I guess that the largest announcement whilst I was in N America was the cancellation of the Building Schools for the Future (BSF) programme.
The cancellation should not come as a surprise to suppliers – the Conservatives’ opposition to such programmes was very clear, and even Alastair Darling’s announcements on capital spending (in the 2009 Budget Report he signalled a halving of the government’s capital programme from £44 billion to £22 billion per annum) meant that were Labour re-elected, the BSF programme was unlikely to continue. Over the past 18 months I’ve worked on a number of business plans in the Education sector, and each one identified the potential cancellation of BSF as a major external risk factor.
Leaving aside the political arguments, working in the software supplier space, personally I’m pleased to see the back of BSF. The programme was vastly complicated, bid processes involved crowds of unnecessary people, far too many tiers of contractors and sub-contractors were involved, and the resulting main contracts seemed over-priced and poor value to the customer.
The impact on the ICT main contractors will be immense. They have incurred massive bid costs on the basis of gaining volume and recouping their costs from rolling out solutions to multiple schools across the regions – roll-outs that are now unlikely to happen. However, I believe that the canny suppliers will keep in there – the BSF programme may be dead, but the need for new build and modernisation of secondary schools remains – the building programme will be cut back, but the need for ICT will remain – and if the procurement is devolved more, then perhaps that ICT procurement will become less complex, it may again be possible to deal with the customer staff that matter, and perhaps, just perhaps, customers will focus more on the real educational computing needs, rather than the suits’ view of life…..

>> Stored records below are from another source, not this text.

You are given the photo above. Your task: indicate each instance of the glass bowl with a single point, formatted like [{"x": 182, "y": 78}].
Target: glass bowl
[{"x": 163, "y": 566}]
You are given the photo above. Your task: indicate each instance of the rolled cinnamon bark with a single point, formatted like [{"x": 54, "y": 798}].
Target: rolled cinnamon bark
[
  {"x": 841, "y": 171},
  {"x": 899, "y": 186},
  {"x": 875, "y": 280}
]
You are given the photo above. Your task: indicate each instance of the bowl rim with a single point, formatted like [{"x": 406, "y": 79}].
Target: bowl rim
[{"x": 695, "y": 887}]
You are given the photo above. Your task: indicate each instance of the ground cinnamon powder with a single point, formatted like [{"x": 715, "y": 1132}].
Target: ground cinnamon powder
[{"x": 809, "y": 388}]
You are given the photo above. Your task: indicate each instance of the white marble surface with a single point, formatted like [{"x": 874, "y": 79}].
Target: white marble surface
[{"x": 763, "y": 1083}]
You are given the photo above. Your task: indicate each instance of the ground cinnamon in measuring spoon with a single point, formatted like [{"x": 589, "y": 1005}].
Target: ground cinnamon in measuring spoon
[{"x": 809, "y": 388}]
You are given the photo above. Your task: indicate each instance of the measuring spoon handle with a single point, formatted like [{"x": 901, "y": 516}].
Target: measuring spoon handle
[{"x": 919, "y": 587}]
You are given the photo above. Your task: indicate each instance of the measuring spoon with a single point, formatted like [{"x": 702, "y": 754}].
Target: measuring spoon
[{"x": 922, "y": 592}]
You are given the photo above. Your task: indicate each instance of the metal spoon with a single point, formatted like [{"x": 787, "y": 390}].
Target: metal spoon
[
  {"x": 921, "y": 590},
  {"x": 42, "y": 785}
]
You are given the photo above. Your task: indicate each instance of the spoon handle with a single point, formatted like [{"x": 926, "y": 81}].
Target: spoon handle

However, in the post-BSF (and post-BECTA) era, if we are to have devolved procurement of new ICT for schools, I believe it will be essential for central government to retain a central advisory and supervision role to help the agreement and implementation of open standards across all areas of software in use at schools. Allowing an unmanaged explosion of small-system developments/implementations could result in a bigger long-term waste of taxpayers’ money than the planned ICT expenditure in the expensive BSF programme.